Week of April 15

Legislators scrambled this week to hear omnibus finance bills that encompass much of the individual legislation that was heard in recent weeks.

As a reminder, bills with appropriations or budgets must be heard in the Senate Finance or House Ways and Means committees before the April 19th deadline to be acted upon for future proceedings. If this does not occur, the Rules committees must grant such bills an extension; typically, this has been rare to see in past years.

Even though this session is a non-budget year, the leadership in both chambers has agreed to a supplemental budget of $4.5 million for the agriculture committees. Both House and Senate share similar provisions in their omnibus bills, including farm-to-school programs, soil health equipment grants, AGRI program funding, and nitrate treatment in southeast Minnesota. The Senate version has livestock protection grants, meat processing education grants, elk depredation grants, and a ten-year reauthorization of AFREC. The House bill includes biofuel infrastructure grants, pollinator research funding, AURI funding, emerging farmer infrastructure grants, and transfers the AFREC account into a private well drinking water assistance program.

Overall, the differences in spending are negligible, but one provision must be noted. The MN Farm Bureau has supported a clean reauthorization of AFREC. Due to the nature of the House language affecting the AFREC account and usage of the fertilizer fee for the drinking water assistance program, we cannot support the House bill as written. The MN Farm Bureau will continue to interact with and inform key legislators of our position, so the bill ends up in the language we prefer.

Bills of Note:

HF 3763 (Vang)/SF 3955 (Putnam) - Omnibus agriculture supplemental appropriations.

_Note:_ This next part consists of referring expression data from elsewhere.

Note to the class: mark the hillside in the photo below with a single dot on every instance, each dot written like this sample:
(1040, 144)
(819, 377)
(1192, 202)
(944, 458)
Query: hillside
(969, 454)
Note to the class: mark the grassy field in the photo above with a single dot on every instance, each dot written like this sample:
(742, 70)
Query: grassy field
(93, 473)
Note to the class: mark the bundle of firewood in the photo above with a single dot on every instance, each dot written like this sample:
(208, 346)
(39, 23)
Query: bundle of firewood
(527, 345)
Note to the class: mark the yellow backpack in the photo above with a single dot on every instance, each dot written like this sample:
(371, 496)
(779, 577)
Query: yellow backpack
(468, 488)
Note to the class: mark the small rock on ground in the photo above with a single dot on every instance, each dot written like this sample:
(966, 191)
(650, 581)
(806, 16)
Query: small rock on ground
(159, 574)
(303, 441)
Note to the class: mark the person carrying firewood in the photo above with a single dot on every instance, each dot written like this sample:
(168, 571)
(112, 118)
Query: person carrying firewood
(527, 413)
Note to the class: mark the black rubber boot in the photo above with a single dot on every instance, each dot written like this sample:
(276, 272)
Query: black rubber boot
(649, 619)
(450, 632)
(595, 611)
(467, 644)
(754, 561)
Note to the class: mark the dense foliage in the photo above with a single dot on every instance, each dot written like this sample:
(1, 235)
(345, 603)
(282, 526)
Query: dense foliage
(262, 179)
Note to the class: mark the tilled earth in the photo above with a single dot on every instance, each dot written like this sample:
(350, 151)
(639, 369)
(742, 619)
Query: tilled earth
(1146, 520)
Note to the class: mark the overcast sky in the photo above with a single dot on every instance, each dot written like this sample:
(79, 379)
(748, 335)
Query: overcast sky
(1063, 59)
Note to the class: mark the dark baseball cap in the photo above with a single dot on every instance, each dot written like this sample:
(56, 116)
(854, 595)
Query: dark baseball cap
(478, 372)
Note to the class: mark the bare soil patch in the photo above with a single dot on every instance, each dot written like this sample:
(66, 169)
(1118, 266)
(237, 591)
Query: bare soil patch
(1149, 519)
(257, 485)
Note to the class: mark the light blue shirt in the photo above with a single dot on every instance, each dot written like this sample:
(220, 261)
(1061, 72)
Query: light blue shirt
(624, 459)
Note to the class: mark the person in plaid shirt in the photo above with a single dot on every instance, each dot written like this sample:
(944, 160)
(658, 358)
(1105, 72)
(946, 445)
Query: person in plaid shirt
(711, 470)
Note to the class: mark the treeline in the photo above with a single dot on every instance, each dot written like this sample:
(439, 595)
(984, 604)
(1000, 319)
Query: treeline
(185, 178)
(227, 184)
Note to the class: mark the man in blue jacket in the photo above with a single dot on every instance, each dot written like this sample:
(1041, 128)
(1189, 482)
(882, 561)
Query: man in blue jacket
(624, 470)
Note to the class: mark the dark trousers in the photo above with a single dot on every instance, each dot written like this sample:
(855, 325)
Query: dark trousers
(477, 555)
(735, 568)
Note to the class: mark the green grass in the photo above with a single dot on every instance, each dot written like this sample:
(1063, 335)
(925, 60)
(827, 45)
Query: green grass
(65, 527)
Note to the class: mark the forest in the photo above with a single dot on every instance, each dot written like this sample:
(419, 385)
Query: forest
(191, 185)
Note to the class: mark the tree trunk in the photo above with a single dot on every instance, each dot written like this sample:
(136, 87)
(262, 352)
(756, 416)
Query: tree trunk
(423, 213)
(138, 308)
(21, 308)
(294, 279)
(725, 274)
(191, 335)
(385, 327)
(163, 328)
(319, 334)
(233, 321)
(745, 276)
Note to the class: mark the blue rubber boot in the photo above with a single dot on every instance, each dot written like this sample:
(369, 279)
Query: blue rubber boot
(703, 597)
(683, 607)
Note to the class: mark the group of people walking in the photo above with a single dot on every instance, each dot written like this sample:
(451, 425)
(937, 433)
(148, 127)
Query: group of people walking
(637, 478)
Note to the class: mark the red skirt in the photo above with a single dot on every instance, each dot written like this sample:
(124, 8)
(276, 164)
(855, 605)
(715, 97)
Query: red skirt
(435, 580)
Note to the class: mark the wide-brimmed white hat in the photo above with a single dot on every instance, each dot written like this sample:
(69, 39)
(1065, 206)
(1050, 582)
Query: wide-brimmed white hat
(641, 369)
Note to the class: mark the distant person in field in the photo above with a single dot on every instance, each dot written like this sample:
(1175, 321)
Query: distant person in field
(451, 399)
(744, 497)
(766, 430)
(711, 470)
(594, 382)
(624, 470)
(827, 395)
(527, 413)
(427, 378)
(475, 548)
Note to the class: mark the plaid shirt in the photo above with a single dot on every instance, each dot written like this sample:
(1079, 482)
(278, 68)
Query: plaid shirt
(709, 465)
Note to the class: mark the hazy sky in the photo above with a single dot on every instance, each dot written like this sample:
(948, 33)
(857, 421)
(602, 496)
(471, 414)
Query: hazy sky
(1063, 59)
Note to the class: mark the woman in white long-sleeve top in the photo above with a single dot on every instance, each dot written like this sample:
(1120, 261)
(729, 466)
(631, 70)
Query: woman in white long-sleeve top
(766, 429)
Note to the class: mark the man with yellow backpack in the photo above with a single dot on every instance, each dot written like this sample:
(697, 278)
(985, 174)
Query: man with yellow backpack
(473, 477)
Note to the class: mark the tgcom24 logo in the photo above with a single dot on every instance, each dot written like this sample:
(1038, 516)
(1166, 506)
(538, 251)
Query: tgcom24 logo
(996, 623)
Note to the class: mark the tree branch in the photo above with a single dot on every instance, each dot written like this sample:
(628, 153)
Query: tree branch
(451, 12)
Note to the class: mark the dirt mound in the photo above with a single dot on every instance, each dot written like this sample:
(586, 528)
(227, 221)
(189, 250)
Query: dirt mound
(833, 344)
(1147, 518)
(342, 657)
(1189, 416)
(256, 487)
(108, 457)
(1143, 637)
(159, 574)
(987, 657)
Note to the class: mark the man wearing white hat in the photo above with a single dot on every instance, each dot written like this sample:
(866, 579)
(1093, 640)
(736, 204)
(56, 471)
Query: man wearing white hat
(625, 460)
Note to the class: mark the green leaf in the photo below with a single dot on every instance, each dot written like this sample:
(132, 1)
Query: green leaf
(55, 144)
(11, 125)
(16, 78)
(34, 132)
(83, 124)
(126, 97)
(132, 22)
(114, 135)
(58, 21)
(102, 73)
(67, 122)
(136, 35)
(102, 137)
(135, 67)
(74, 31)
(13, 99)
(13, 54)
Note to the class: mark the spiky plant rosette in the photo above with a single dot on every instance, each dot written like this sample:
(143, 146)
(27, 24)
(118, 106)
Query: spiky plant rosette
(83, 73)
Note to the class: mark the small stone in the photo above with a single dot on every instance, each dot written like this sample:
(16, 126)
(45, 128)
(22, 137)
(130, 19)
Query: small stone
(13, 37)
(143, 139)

MFBF Position: Support Senate bill; oppose House bill 

Bill Summary: Supplemental budget appropriations for the MN Department of Agriculture; nitrate mitigation funding, assorted grant programs, and AFREC reauthorization.

Impact on our Members and Agriculture: The supplemental budget's primary focus is on addressing some of the nitrate runoff issues in southeast Minnesota. More than half of the bill’s budget is going to reverse osmosis filters, soil health equipment grants, repairing and replacing wells, and programs that focus on nitrate treatment. The rest of the budget is for smaller one-time grant appropriations and future funding of the AGRI program.
 Action taken by MFBF: Verbal testimony by Loren Dauer; informed legislators of our position.

Status: Referred to Senate floor on 4/19/24. Referred to House Ways and Means Committee on 4/18/24.